Latin America on the Geopolitical Periphery
Latin America is always seen as a peripheral
geopolitical field that Western actors neglect and Eurasians try to enchant.
The United States and Europe have a cultural advantage
over the Eurasians, i.e., Russians, Turks, Arabs, Persians, Indians, and
Chinese, but the latter do their best to enter, understanding that the ability
of Latin American elites to corrupt themselves facilitates entry, but also
affects them in terms of return on investment. This is happening not only in
that region, but also in Africa.
Therefore, any progress must be made with a firm step
and, like the West, but in a different register, the Eurasians have a kind of
due diligence and compliance policy. They invest, but they also demand their
own. The Chinese are the best. The others are still linked to either religious
ethnic communities or mafias, both of which are insecure and have little
penetration.
China is doing the work that needs to be done and is
doing it in a more sustainable way by appealing to the most respectable
business elites, but the West still has the advantage that Latin America is
part of the West thanks to the Iberian Peninsula, and that continues to weigh.
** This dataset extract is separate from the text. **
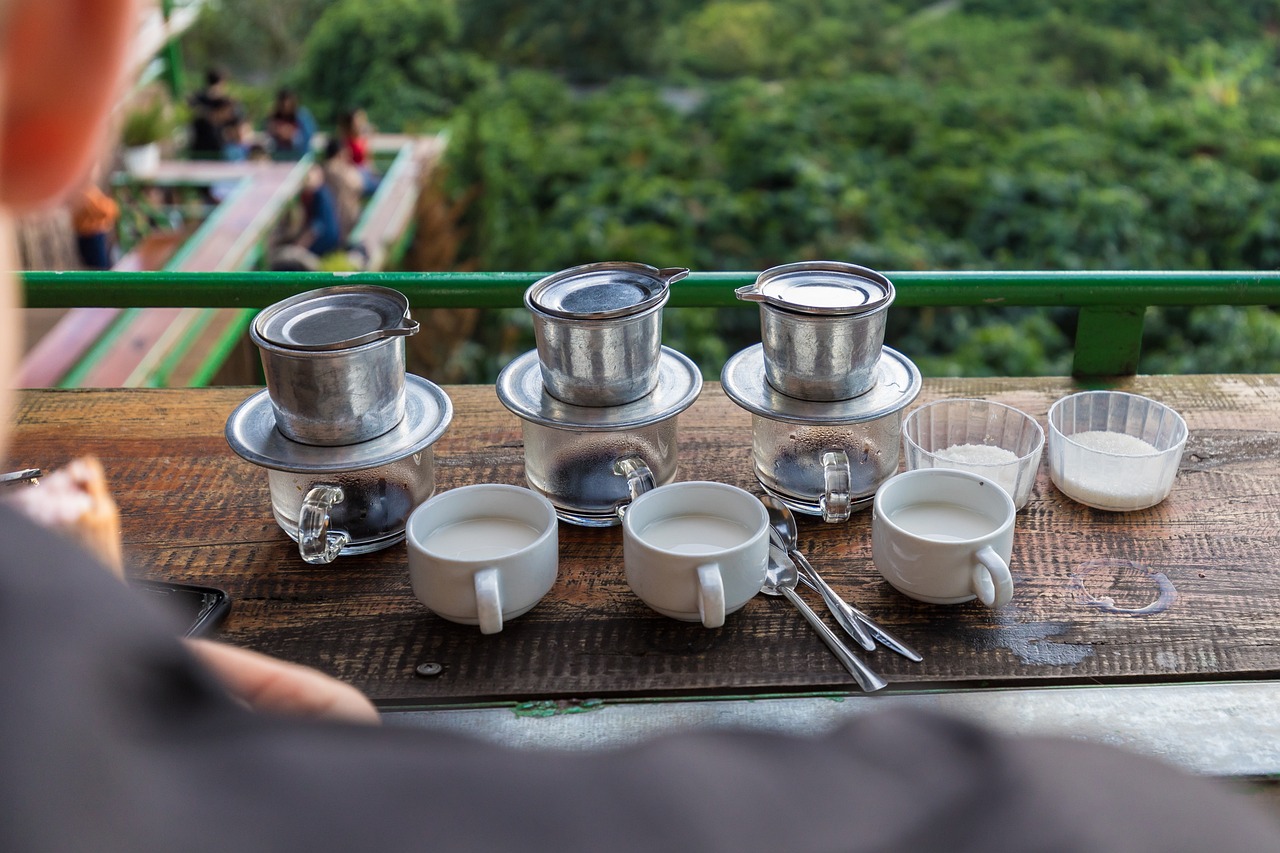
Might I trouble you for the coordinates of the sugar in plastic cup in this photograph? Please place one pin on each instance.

This can be seen in the struggle over Venezuela and
Argentina, but also in the investment dynamics within Brazil or the doubts in
Peru about the scope of the partnership with China.
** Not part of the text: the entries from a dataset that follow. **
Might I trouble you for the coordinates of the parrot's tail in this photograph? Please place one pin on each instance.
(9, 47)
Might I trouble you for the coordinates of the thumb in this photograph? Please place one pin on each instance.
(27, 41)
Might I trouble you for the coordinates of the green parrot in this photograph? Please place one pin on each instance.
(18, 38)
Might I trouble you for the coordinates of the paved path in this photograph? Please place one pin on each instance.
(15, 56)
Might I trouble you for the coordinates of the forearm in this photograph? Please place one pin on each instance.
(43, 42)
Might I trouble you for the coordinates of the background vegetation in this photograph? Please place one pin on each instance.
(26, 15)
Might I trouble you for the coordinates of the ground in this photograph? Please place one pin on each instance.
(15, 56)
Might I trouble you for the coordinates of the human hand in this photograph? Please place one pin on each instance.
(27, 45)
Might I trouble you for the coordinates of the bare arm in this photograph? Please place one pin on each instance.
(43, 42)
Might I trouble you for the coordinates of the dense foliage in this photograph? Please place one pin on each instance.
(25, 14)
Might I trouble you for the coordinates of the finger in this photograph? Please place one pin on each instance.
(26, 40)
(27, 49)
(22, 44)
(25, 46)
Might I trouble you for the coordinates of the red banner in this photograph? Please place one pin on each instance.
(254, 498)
In the Pacific they always know that the link with the
Asians is key, clarifying that it is a reciprocal relationship and even Peru,
with the Chinese stuck up their noses, is weighing it up. Build the port, they
say, and then we will decide. China does not have the capacity to force Latin
Americans to comply with its designs. The United States does not, much less a
power without a global navy.
Therefore, the ground is leveled, and the region
remains in a kind of undecided point in the geopolitical battle that is taking
place on a global scale, trying to make the best of it despite the ideologized
foreign policy of each president in office.
In the end, the elites, the real power in a democracy,
have a wide range of choices to make without being ideologically driven like
the totally changeable presidents in office. They have decided to make the most
of the West and Eurasia.
Interestingly, Trump will join this trend if he wins
the presidency. Nearshoring in this sense would not be such if he agrees with
the Chinese to manufacture in the US itself.